Aimee Doherty, Joseph Marrella, Gillian Mackay-Smith, and Linsey McWhorter in the Lyric Stage’s 2016 production of Mr. Burns. Photo: Mark S. Howard
AF: Why aren’t theater practitioners and members of the industry more politically engaged regarding the climate breakdown? Agit-prop theater has traditionally been involved in protests. In this case, one of the targets would be the power of the fossil fuel giants.

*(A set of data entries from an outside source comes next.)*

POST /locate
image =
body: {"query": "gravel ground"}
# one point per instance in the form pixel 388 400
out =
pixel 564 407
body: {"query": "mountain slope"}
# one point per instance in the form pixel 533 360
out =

Palmquist: I suppose the real question is what it means to be politically engaged, and what political engagement looks like. Agit-prop has, to some extent, gone out of style, though the need for agit-prop has not vanished. But ultimately, I don’t think agit-prop is the only game in town. It’s like … the activists throwing soup on paintings. These are headline-catching events, and certainly that has some appeal — but what impact do these events have, past the headlines? I’m not sure.
I think it’s a genuinely useful question, though, to ask what it means to be politically engaged, and what it means to engage with the public. I’d like to broaden our definition of what “political theater” is. If the ultimate goal is to have these kinds of profound and lasting conversations with the public, then we need to have theater that matters to people, stories that matter, stories in which our audience can see themselves, and can see their role in all this.